Alice and Claire meet a group of survivors living in a prison. Which, as far as ideas go, is perhaps the series’ only bit of sense. Prisons being probably the one place you’d be safe from LA’s zombie hordes. Unfortunately, along with this safety comes ennui. As the zombies can’t get in, and our heros won’t leave, creating the type of impasse that’s usually edited out of a script.

Leave it to Paul W.S. Anderson, the genius who made a zombie movie without the zombies(!), to make an action movie without any action! Such contradictions now permeating his scripts, as one character explains to Alice that they found the prison empty, since, when (undead) man is now eating man, the idea of “prisoners,” as well as concepts of “right” and “wrong,” go right out the window. Until literally the next scene, when we meet Chris Redfield (Wentworth Miller), a prison guard who was locked up by the prisoners before they left, and is now still locked up; because philosophical discussions that happen in stairwells should never be carried over in holding cells.

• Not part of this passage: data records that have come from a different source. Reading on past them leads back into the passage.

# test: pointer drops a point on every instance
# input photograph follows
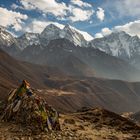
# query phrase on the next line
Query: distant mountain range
(115, 56)
(69, 93)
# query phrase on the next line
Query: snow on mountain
(52, 32)
(28, 39)
(86, 35)
(6, 39)
(55, 31)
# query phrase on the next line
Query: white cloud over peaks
(11, 18)
(128, 7)
(76, 10)
(80, 15)
(100, 14)
(104, 32)
(132, 28)
(37, 26)
(46, 6)
(80, 3)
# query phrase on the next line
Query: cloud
(100, 14)
(121, 8)
(128, 7)
(132, 28)
(80, 3)
(80, 15)
(14, 6)
(98, 35)
(46, 6)
(37, 26)
(12, 18)
(106, 31)
(76, 10)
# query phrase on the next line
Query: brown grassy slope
(69, 93)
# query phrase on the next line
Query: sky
(97, 17)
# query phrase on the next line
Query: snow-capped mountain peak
(28, 39)
(6, 39)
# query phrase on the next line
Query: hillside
(92, 124)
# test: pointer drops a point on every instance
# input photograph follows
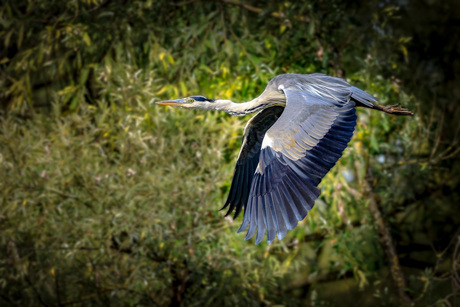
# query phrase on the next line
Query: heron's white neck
(241, 109)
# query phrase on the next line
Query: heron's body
(302, 125)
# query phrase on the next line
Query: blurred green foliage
(108, 200)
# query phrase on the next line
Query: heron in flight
(301, 127)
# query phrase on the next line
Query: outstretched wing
(296, 153)
(248, 158)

If there’s one thing noteworthy about Anderson’s script, it’s that he knows how to build an action sequence when he wants to. Alice and friends raid the prison’s armory, and prep the UAV (an urban assault vehicle straight out of a Daryl F. Gates wet dream). The zombies, meanwhile, have learned how to dig; tunneling down to the Underdark where they’ve either cross-bred with illithids, or giants.

Don’t fear for Alice though, since even without her powers she still have numerous “infinity” guns shaped like six-shooters. She’s also immune to any and all laws of physics; so fight sequences with her are still a sure thing. Everyone else dies except for Claire and Chris, who, as their alliterative names suggest, are both Redfields. Claire just couldn’t remember.

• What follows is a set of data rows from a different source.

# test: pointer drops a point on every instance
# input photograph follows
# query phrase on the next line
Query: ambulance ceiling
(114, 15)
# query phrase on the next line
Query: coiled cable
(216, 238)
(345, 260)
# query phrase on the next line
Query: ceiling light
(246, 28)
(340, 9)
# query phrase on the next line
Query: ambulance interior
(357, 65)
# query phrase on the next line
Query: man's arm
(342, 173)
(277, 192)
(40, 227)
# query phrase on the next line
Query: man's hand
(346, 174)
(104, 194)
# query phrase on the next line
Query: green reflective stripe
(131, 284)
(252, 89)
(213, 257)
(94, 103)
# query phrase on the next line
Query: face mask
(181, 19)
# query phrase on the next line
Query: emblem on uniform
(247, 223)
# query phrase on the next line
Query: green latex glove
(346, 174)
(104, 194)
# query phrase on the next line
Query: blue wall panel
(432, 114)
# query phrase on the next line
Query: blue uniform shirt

Claire does finally remember everything when the trio reaches the good ship Arcadia. She remembers that it is a prison ship (naturally) run by the Umbrella Corporation. A ship that never ends; if the final fight is to be believed. Inside the normal prison ship is a secret level, one filled with helicopters and more prisoners. Which makes one wonder why Umbrella wasted all that time building an underground base in Tokyo when they could’ve just kept all that stuff in a boat. A mammoth boat manned only by Wesker and two illithid zombie dogs. (Umbrella could’ve saved some payroll too.)

Wesker, who infected himself with the superpowering T-Virus, is now so fast that he dances around all the bullets Claire and Chris fire at him; no matter what the range. Shockingly, he can’t however, dodge knives; which presumably move significantly slower than bullets. That’s right, while guns with 4,000 shot clips are useless against him, two knife slices brings him down.

While silly and impossible, even within the confines of Anderson’s own universe, this ending is a proper “fuck you” to all of Anderson’s critics. Thoroughly derided for abandoning his franchise’s “survival horror” roots, he concludes things here with said genre’s weakest weapon, the knife. In the games, once you ran out of ammo, you were left fending for yourself with a knife, and thus quickly becoming zombie food. Anderson flipping the script, and the bird, to naysayers by combining both his pen and the sword into one final insult.